その氷の宮殿内には一カ所だけ、半地下の部屋がある。分厚い氷のドアの前には護衛兵が二人いた。ミーシャとリアムが来ると、ドアを押し開けてくれた。
「やあ、リアム。久しぶり。凍化の具合はどうだ?」
暗くて、寒々とした狭い部屋の寝台で寝ていたオリバーは、ミーシャたちが中に入ると上半身を起した。
王族といってもオリバーは反逆者。野放しにはできない。元々の独房は壊れてしまったため、リアムはここに一時的処置として幽閉している。
「あれ以来、凍化は起きていない。流氷の結界を作る以前の状態に戻った」
リアムはオリバーのそばの椅子に座った。
ミーシャは、天井付近の小さな窓が塞がれているのに気づき、開けていく。小鳥も通れないほどの大きさだが、詰められていた物を外すと、少しだけ光が射した。

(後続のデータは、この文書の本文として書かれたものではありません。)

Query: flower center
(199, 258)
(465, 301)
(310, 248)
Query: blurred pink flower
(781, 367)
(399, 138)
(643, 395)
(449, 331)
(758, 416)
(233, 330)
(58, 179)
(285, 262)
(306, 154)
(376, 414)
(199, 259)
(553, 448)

「もしまた凍っても、ミーシャがいれば俺は死なないよ」
「国を思う、賢くてやさしい無敵の皇帝の誕生だな」
「どうだろうな。寵姫に傾倒して、民を疎かにするかもしれない」
「寵姫がそれを許さないだろう」
ミーシャはオリバーと目が合った。
「オリバー大公。具合はどうですか?」
「リアムに蹴られた脇腹は治ったよ。狼の牙が刺さった背中の傷はまだ痛む」
リアムを庇い、倒れたオリバーは一週間、生死を彷徨った。やっと少しずつ安定してきたが、まだ動くことがままならず、独房内で静養中の身だ。
ミーシャが意識のあるオリバーに会うのは、あの日以来だった。
「氷の剣で切られた胸の傷は塞がったが、こちらも痛い」
言いながら押さえたオリバーの胸には、ネックレスチェーンで繋がれた指輪が首から下げてあった。
オリバーがルシアに贈った指輪とおそろいだと言う。炎の鳥でも復活できずに彼女は煌めく細氷となって消えたが、そのとき、彼女の薬指にあった光輝くダイヤの指輪も一緒に消えたらしい。
「そんな顔をするな。奥方」
ミーシャは指輪がある胸元から視線を上げて、オリバーを見た。
「あの暗くて寒い場所から救えたのが唯一、私が彼女にしてあげられたことかな」
オリバーは「一目会えて、よかった」と目を細めた。
「クレア。いや、ミーシャ。二度も殺してすまなかった」
ミーシャに向かってオリバーは頭を深く下げた。